According to the Remainder theorem, it is equivalent to these equalities:
P(-1) = 2, (1)
P(-2) = 3, (2)
P(-3) = 6. (3)
Now, the question is to find a remainder polynomial R(x) after dividing P(x) by (x+1)*(x+2)*(x+3):
P(x) = g(x)*(x+1)*(x+2)*(x+3) + R(x). (4)
It is clear that the polynomial R(x) has the degree <= 2, so we can write
R(x) = Ax^2 + Bx + C. (5)
Substituting x= -1, x= -2 and x= -3 into (4), from (1), (2) and (3) we have
P(-1) = g(-1)*0 + R(-1) = 2, i.e. R(-1) = 2; (6)
P(-2) = g(-2)*0 + R(-2) = 3, i.e. R(-2) = 3; (7)
P(-3) = g(-3)*0 + R(-3) = 6, i.e. R(-3) = 6. (8)
So, we need to find coefficients A, B and C of the remainder polynomial R(x) from conditions (6), (7) and (8).
Equation (6) gives
A*(-1)^2 + B*(-1) + C = 2, or A - B + c = 2; (9)
Equation (7) gives
A*(-2)^2 + B*(-2) + C = 3, or 4A - 2B + c = 3; (10)
Equation (8) gives
A*(-3)^2 + B*(-3) + C = 6, or 9A - 3B + c = 6. (11)

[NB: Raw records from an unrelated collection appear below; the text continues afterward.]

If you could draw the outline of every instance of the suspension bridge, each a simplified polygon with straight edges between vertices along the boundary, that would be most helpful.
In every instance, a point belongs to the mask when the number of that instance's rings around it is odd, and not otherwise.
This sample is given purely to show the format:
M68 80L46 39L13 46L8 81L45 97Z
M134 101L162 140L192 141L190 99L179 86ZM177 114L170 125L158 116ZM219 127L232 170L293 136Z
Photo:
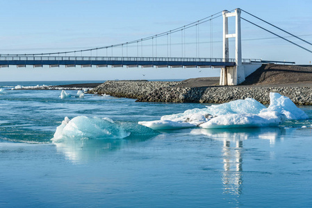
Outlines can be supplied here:
M293 35L269 22L240 8L228 11L224 10L221 12L215 13L211 16L199 19L183 26L159 33L155 35L147 37L142 39L136 40L131 42L124 42L118 44L96 47L83 50L74 50L68 51L41 53L8 53L0 54L0 67L9 67L10 65L16 65L17 67L25 67L26 65L32 65L33 67L42 67L44 65L49 65L50 67L58 67L64 65L66 67L73 67L80 65L81 67L107 67L111 66L114 67L172 67L172 68L221 68L220 85L236 85L245 80L245 78L256 70L263 63L283 63L295 64L293 62L279 62L263 60L261 59L244 59L242 58L241 47L241 26L240 21L243 19L247 22L257 26L271 34L277 36L301 49L312 53L308 49L296 44L284 37L277 35L264 27L241 17L242 12L247 15L253 17L261 21L274 26L292 37L296 37L301 41L312 45L310 42ZM201 58L199 44L199 25L210 21L220 17L223 17L223 35L222 35L222 58ZM235 17L235 33L229 33L228 18ZM186 31L190 28L195 28L195 42L192 51L195 51L195 55L187 57ZM212 30L212 27L211 27ZM179 57L172 55L173 43L172 42L172 35L181 33L181 48L179 49L181 55ZM211 33L212 34L212 33ZM211 36L212 35L211 35ZM161 38L165 40L162 43L162 53L167 52L167 55L159 55L159 46ZM212 38L212 37L211 37ZM229 58L229 39L235 38L235 58ZM150 55L145 55L143 53L143 44L151 42L151 48L149 51ZM136 49L136 51L131 54L129 53L129 49ZM151 44L149 44L149 46ZM113 55L114 49L119 49L119 55ZM120 50L121 49L121 50ZM212 47L211 47L212 50ZM110 54L108 54L110 51ZM133 50L132 50L133 51ZM135 50L136 51L136 50ZM104 55L98 55L98 53L105 53ZM85 55L85 53L90 53L90 55ZM92 55L95 53L96 55ZM83 55L83 53L84 55ZM136 53L133 55L133 53ZM211 53L212 54L213 53Z

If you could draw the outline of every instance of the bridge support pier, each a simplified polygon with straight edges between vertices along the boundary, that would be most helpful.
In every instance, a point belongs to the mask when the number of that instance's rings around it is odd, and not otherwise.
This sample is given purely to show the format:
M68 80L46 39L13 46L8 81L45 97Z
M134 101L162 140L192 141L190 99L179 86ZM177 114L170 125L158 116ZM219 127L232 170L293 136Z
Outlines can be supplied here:
M222 12L223 15L223 61L229 61L229 38L235 37L235 67L226 67L221 69L220 85L237 85L245 80L245 74L242 64L242 45L240 35L240 9L237 8L233 12L227 10ZM236 17L236 32L229 33L228 17Z

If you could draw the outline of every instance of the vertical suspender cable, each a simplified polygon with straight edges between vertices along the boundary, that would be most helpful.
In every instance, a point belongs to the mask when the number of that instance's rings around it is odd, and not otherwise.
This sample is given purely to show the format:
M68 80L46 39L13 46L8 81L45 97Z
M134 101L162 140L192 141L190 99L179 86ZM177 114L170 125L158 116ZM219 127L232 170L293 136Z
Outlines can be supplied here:
M198 33L197 33L197 35L198 35L198 37L197 37L197 40L198 40L198 57L199 58L200 57L200 42L199 42L199 24L198 24L198 27L197 27L197 29L198 29Z
M171 51L171 51L171 31L170 31L170 58L172 57L172 56L171 56L171 54L172 54L172 53L171 53Z
M139 57L139 42L136 42L136 57Z
M124 44L122 44L122 57L124 57Z
M154 58L154 37L151 37L151 57Z
M167 58L169 58L168 33L167 33Z
M196 24L195 30L196 30L196 33L195 33L196 58L198 58L198 53L197 53L197 51L198 51L198 50L197 50L197 47L198 47L198 44L197 44L197 24Z
M157 35L156 35L155 37L155 50L156 50L155 56L157 57Z
M182 58L183 56L183 29L181 30L181 52L182 52Z
M186 57L186 26L184 26L184 32L183 32L183 48L184 48L184 57Z
M141 39L141 56L143 57L143 41Z

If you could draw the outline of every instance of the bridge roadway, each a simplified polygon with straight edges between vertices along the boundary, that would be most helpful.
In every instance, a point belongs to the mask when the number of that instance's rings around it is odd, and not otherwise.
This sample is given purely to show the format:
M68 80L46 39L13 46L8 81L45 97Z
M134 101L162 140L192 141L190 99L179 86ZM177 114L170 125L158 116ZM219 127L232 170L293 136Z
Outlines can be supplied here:
M261 62L260 60L244 59L243 62L253 61ZM86 56L0 56L0 67L8 67L10 65L16 65L17 67L24 67L26 65L33 65L34 67L40 67L43 65L49 65L51 67L57 67L60 65L74 67L81 65L81 67L91 67L92 65L113 67L122 66L152 67L224 67L235 66L235 59L222 58L150 58L150 57L86 57Z

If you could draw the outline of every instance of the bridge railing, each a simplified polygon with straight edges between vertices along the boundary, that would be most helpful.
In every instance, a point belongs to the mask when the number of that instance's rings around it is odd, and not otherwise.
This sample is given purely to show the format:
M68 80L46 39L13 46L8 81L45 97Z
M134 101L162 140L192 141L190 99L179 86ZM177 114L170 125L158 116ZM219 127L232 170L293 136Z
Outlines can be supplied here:
M71 61L148 61L148 62L235 62L234 58L167 58L167 57L106 57L106 56L10 56L0 55L0 60L71 60ZM243 59L244 63L261 62L260 59Z

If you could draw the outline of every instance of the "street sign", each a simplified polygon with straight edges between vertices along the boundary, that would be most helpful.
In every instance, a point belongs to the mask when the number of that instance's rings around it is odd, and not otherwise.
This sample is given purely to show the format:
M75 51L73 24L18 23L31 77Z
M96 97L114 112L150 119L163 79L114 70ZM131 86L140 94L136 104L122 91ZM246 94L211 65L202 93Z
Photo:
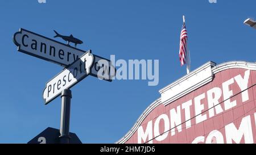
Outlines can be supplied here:
M93 55L94 63L90 75L101 79L112 81L115 75L115 68L110 60Z
M14 33L13 41L18 51L64 67L86 52L23 28Z
M48 82L43 94L45 104L58 97L63 90L72 87L86 77L93 63L93 56L89 50Z
M27 144L59 144L60 130L48 127L34 137ZM70 144L82 144L76 133L69 132Z

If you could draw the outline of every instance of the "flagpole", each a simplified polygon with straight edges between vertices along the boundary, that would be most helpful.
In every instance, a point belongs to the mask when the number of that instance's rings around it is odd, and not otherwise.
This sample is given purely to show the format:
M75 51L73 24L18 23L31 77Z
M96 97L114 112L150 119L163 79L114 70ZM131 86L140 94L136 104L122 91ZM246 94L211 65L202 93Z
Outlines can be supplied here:
M185 16L183 15L183 23L185 23ZM188 49L188 43L187 43L187 53L186 56L186 64L187 64L187 74L190 73L190 53Z

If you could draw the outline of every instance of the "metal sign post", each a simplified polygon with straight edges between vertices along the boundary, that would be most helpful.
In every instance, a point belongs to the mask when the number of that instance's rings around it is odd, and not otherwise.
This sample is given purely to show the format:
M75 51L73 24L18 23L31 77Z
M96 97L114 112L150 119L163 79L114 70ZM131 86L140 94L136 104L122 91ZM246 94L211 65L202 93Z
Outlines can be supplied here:
M61 93L61 114L60 118L60 143L69 143L69 119L71 90L64 89Z
M69 136L70 107L72 98L70 89L90 75L109 82L115 75L115 68L110 60L93 56L91 50L85 52L76 47L82 41L73 37L63 36L54 31L55 36L68 41L68 45L29 31L24 28L14 33L13 41L21 52L55 62L64 67L63 70L48 81L43 93L46 104L59 95L61 98L60 128L48 128L30 141L28 143L81 143L76 135ZM60 135L59 135L60 134Z

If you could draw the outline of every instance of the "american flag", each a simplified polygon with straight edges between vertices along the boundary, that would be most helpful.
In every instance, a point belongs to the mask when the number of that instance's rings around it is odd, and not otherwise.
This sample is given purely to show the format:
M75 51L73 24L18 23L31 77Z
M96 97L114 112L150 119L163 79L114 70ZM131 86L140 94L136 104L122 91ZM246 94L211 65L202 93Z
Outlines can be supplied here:
M180 52L179 56L181 66L186 64L187 56L187 41L188 40L188 33L187 32L186 26L183 23L182 26L181 32L180 33Z

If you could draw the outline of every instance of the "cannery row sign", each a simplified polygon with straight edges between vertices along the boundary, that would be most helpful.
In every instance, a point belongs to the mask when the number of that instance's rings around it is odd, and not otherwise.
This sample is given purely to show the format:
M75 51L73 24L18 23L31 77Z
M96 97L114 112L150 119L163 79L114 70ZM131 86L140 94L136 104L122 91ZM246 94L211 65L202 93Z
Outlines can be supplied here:
M202 66L160 90L117 143L255 143L255 63Z
M18 51L65 67L46 83L43 93L46 104L88 75L110 82L115 76L110 61L90 50L85 52L23 28L14 33L13 41Z

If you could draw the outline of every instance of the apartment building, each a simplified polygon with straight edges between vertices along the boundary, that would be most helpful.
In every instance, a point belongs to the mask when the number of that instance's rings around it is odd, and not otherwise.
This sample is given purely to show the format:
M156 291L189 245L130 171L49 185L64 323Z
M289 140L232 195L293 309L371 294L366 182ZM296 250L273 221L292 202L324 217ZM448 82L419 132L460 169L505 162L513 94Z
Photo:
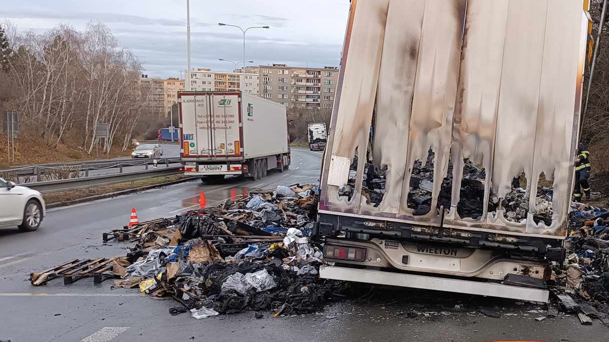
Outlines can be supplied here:
M248 94L258 95L258 69L248 67L245 68L245 74L239 71L213 71L209 68L197 68L191 72L191 89L189 90L241 90Z
M260 96L296 108L331 108L339 70L290 67L285 64L260 66Z
M150 87L152 110L159 117L167 117L169 108L178 102L178 92L184 90L184 80L177 77L149 79L143 74L139 82Z

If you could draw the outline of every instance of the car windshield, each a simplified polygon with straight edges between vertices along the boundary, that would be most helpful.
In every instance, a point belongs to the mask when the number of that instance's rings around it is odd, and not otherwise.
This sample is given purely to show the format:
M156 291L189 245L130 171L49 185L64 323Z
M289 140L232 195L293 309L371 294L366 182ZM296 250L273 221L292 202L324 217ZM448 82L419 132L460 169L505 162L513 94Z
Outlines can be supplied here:
M153 147L150 145L140 145L135 148L135 150L138 152L145 152L152 151Z

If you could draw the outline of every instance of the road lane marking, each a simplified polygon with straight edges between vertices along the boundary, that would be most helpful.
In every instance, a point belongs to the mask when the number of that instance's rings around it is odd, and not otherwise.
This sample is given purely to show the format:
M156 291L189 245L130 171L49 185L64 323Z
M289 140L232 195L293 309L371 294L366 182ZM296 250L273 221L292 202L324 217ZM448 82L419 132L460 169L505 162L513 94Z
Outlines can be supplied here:
M108 342L125 332L130 327L104 327L80 340L80 342Z
M30 292L0 292L0 297L137 297L139 293L32 293Z
M0 265L0 268L2 268L3 267L8 267L9 266L12 266L13 265L16 265L17 263L20 263L21 262L23 262L24 261L26 261L26 260L29 260L30 259L32 259L32 257L27 257L23 259L20 259L19 260L16 260L15 261L12 261L10 262L7 262L6 263L2 263L2 265Z

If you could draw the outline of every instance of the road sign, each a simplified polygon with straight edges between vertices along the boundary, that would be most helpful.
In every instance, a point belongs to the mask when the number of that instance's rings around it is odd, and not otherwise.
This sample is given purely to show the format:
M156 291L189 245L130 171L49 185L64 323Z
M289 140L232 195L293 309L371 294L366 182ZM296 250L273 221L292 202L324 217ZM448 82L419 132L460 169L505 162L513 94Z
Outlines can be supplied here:
M16 137L19 133L19 116L16 111L7 111L4 117L2 131L9 137Z
M106 122L97 124L95 127L95 136L97 138L110 138L110 125Z

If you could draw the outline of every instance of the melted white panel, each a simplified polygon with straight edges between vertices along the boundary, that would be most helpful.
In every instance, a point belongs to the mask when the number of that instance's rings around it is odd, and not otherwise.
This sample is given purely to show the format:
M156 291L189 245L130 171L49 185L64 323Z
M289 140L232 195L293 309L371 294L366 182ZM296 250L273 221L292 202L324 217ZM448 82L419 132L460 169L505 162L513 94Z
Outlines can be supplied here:
M407 200L412 164L417 159L424 163L431 147L435 153L433 209L427 216L437 216L438 194L448 167L465 5L465 0L428 0L425 5L400 215L412 212Z
M376 93L373 146L377 166L387 166L383 200L378 208L362 203L368 214L398 213L406 169L410 104L425 0L391 0Z
M547 0L510 0L508 7L492 180L500 198L521 172L530 180L547 9Z
M338 196L340 187L328 185L327 200L329 205L358 209L389 5L389 0L366 0L357 3L336 128L333 132L331 155L353 158L355 148L359 147L356 189L352 197L357 200L347 203L346 198ZM341 178L335 176L335 179ZM344 175L342 179L345 179Z
M463 159L486 171L484 203L488 202L508 0L469 0L452 133L452 191L447 218L459 217ZM487 206L484 207L486 214ZM483 219L484 217L483 214Z
M537 185L541 172L548 180L554 174L554 214L549 227L543 222L539 225L535 223L533 213L537 189L533 186L526 230L526 232L533 234L566 231L571 194L568 178L572 169L570 157L574 130L573 104L578 101L578 79L581 80L579 47L582 32L573 29L581 27L582 21L585 23L582 15L582 1L552 0L551 5L547 9L546 25L531 183ZM577 111L579 114L579 110Z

Thus you have this system of 3 equations to find A, B and C:
A - B + c = 2,
4A - 2B + c = 3,
9A - 3B + c = 6.
Solve it by any method you want/you know (Substitution, Elimination, Determinanf (= Cramer's rule) ). You will get A = 1, B= 2 and C = 3.
So, the remainder, which is under the question, is R(x) = x^2 + 2x + 3.
Answer. The remainder under the question is R(x) = x^2 + 2x + 3.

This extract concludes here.